Directed by Yemisi Aribisala and Siddhartha Mitter


Is our humanity enhanced when we share and eat food? Do we see each other better? Embrace others better? The meal is that quintessential setting where we place down our weapons of war, our differences. When the meal is exceptional, maybe with some wine in the equation, we can forget that there is any distance at all between us and others. We relax, laugh, tell stories; and what we carry away from the experience can inform all of living.

This session of RAW Académie centers culinary exchange as a vehicle of creative and civic possibility. The meal is an arrival: it gathers people, but also foodways—the ecologies, economies, and customs that shape how dishes are sourced and prepared, by whom, and with what methods. It is also a point of negotiation. As much as the spread of ingredients and their cooks is an index of cultural contact and cosmopolitanism, taste remains political. From caste to class to empire, taste and its opposite, disgust—le goût et le dégoût—are so often deployed, and so effectively inculcated, in the service of oppression.

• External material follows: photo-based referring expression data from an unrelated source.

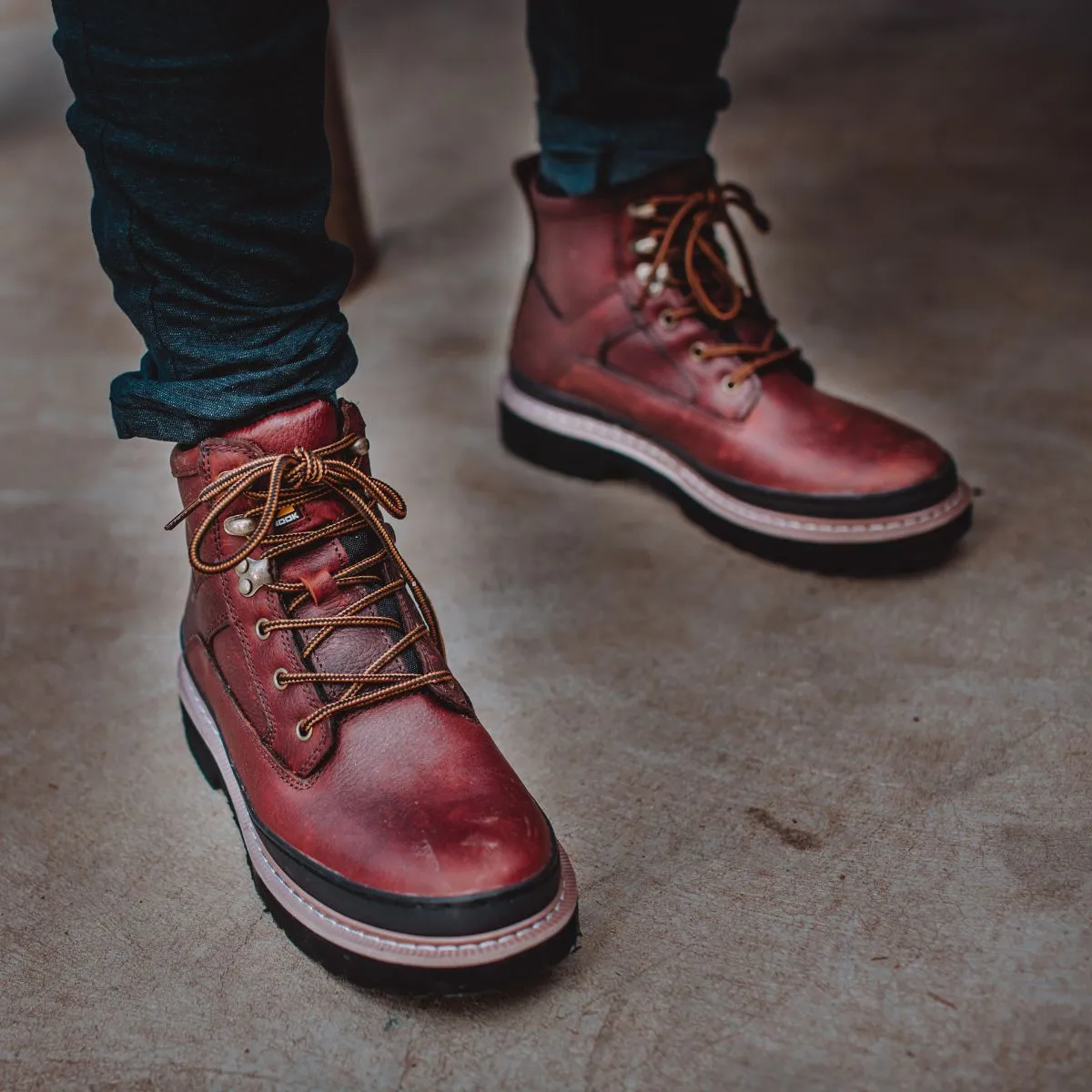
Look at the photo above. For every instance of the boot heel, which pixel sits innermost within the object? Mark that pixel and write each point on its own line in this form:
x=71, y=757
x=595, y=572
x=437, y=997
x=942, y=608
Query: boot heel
x=201, y=753
x=561, y=453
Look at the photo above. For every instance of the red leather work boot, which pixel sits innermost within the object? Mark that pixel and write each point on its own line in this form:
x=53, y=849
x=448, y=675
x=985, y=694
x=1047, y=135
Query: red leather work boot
x=385, y=829
x=637, y=354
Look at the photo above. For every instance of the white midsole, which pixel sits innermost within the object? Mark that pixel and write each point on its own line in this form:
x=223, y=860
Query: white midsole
x=601, y=434
x=353, y=936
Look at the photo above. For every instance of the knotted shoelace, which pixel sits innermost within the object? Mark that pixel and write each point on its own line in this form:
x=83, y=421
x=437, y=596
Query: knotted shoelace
x=274, y=481
x=687, y=257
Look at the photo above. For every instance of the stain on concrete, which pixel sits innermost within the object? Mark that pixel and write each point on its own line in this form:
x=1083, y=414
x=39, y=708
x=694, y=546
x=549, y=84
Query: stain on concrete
x=790, y=834
x=1051, y=864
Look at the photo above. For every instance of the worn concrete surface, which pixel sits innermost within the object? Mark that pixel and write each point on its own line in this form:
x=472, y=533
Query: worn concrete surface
x=831, y=834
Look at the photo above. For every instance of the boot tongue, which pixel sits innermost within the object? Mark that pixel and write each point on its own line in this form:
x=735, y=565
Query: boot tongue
x=309, y=426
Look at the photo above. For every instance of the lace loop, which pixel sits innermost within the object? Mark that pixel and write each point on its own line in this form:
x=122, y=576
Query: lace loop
x=686, y=241
x=290, y=480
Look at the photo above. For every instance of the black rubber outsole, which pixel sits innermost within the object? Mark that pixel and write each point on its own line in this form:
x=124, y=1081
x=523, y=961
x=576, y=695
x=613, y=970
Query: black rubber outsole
x=582, y=460
x=519, y=971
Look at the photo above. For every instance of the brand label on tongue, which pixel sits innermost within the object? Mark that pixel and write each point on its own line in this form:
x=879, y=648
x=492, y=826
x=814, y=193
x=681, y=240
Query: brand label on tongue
x=287, y=516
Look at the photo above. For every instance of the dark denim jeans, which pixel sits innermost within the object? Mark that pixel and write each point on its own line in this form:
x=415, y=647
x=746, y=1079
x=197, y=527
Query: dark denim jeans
x=202, y=126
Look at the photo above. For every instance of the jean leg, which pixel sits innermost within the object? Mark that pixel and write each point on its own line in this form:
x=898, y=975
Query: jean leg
x=625, y=87
x=202, y=126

Perhaps most of all, we see the meal as a point of departure. Breaking bread, this wonderfully reiterated moment of community and ceremony, opens space and time for exchange. In so doing, it can crystallize ideas, generate projects, and refresh artistic and civic imagination. In a time of moral and ecological crisis, food and the meal engage not only urgent stakes but also possibility—beautiful, vital, liberatory.

We will gather in this spirit for seven weeks in a specific foodscape, that of Dakar. Like every foodscape, it expresses deep histories but is also in constant evolution under the effect of many factors, local and external. We intend to engage closely with this foodscape and its people, out in the city and beyond—in markets and further up the chain of supply, and in convivial spaces, including the RAW house with its cooks, kitchen, and communal table. As the session’s first three weeks overlap with Ramadan, we will embrace the ethos of the ndogou—the Senegalese name for iftar, the breaking of the fast in community.

The visiting faculty for this session work with food systems, the culture of eating, and conviviality from multiple perspectives. Likewise, we invite applications from prospective fellows in a range of fields and practices—cooks, artists, writers, activists, instigators of cultural situations and spaces—to join together for a time of exploration, mutuality, and nourishment.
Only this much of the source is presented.